I'm developing a lawyer booking system, where a person can book an appointment at a given time in a given day (the next lawyer's available day).
Let's say it is a ZocDoc for lawyers. The same structure, with appointments based on time: http://goo.gl/djUZb
I'm using MySQL and PHP.
CREATE TABLE `laywer_appointments` (
`id` int(11) unsigned NOT NULL AUTO_INCREMENT,
`lawyer_id` INT unsigned,
`day_of_week` tinyint(3) unsigned DEFAULT '1',
`slot_date` date DEFAULT NULL,
`slot_time` time DEFAULT NULL,
`status` tinyint(4) NOT NULL DEFAULT '0',
`client_id` int(11) DEFAULT NULL, -- client_id = NULL means free slot
);
Each lawyer has default time slots based on the day of week (status = 0 means available). When inserting default slots, I don't provide a date, just day_of_week. Example data:
+-----------+-------------+-----------+-----------+
| lawyer_id | day_of_week | slot_time | status |
+-----------+-------------+-----------+-----------+
| 1 | 1 | 08:00 | 0 |
| 1 | 1 | 08:30 | 0 |
| 1 | 1 | 09:00 | 0 |
| 1 | 1 | 10:30 | 0 |
| 1 | 4 | 14:30 | 0 |
| 1 | 4 | 16:40 | 0 |
| 2 | 1 | 10:20 | 0 |
| 2 | 1 | 14:00 | 0 |
| 2 | 3 | 15:50 | 0 |
+-----------+-------------+-----------+-----------+
A lawyer can add a time slot to a specific day (even if this day is from a different day of week from his default slots) and can also lock (status = -1) one of the default slots in a specific day (i.e. he is on a meeting or he is sick):
+-----------+-------------+-----------+-----------+-----------+
| lawyer_id | day_of_week | slot_time | slot_date | status |
+-----------+-------------+-----------+-----------+-----------+
| 1 | 1 | 16:00 | 12/03/13 | 0 |
| 1 | 6 | 11:00 | 26/04/13 | 0 |
| 1 | 6 | 12:00 | 26/04/13 | 0 |
| 2 | 1 | 10:00 | 01/01/13 | -1 |
+-----------+-------------+-----------+-----------+-----------+
Then we have appointments booked. In this case we fill the slot_date and the client_id:
+-----------+-------------+-----------+-----------+-----------+
| lawyer_id | day_of_week | slot_time | slot_date | client_id |
+-----------+-------------+-----------+-----------+-----------+
| 1 | 1 | 10:30 | 12/03/13 | 10 |
+-----------+-------------+-----------+-----------+-----------+
As an example, with the above booking and assuming it is still 6:30 of the same day (12/03/13), the free available slots that have to be printed are:
8:00 - default slot
8:30 - default slot
9:00 - default slot
16:00 - Specific slot inserted in point 2 for 12/03/13
I have to return the next available date and the related free times (default ones, specific ones minus locked ones and booked ones).
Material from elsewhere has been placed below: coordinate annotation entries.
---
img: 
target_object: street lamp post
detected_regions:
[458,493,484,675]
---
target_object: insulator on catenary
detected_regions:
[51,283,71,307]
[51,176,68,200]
I can't just say "return times from Monday, 10/10/13".
In a search results page, I'll list all lawyers and the availability time table for each. So that means each lawyer will have a different time table every time a search is made.
I can't simply say "SELECT time FROM [bunch of joins] WHERE date = today".
I came with this query which ignores slots that are locked (status = -1) or booked (client_id not null), but of course it won't return the free times for the closest day with available times (or from today):
SELECT p.day_of_week, p.slot_date, p.slot_time
FROM laywer_appointments p
WHERE p.client_id IS NULL AND p.status = 0
AND p.slot_time NOT IN (
SELECT s.slot_time FROM laywer_appointments s
WHERE (s.slot_date IS NOT NULL AND s.client_id IS NOT NULL
OR s.status = -1) AND s.day_of_week = p.day_of_week
)
GROUP BY p.day_of_week, p.slot_date, p.slot_time
ORDER BY p.day_of_week ASC, p.slot_time ASC;
Another problem: if today is day_of_week = 5, but the next available day_of_week for a given lawyer is 2, how can I query that?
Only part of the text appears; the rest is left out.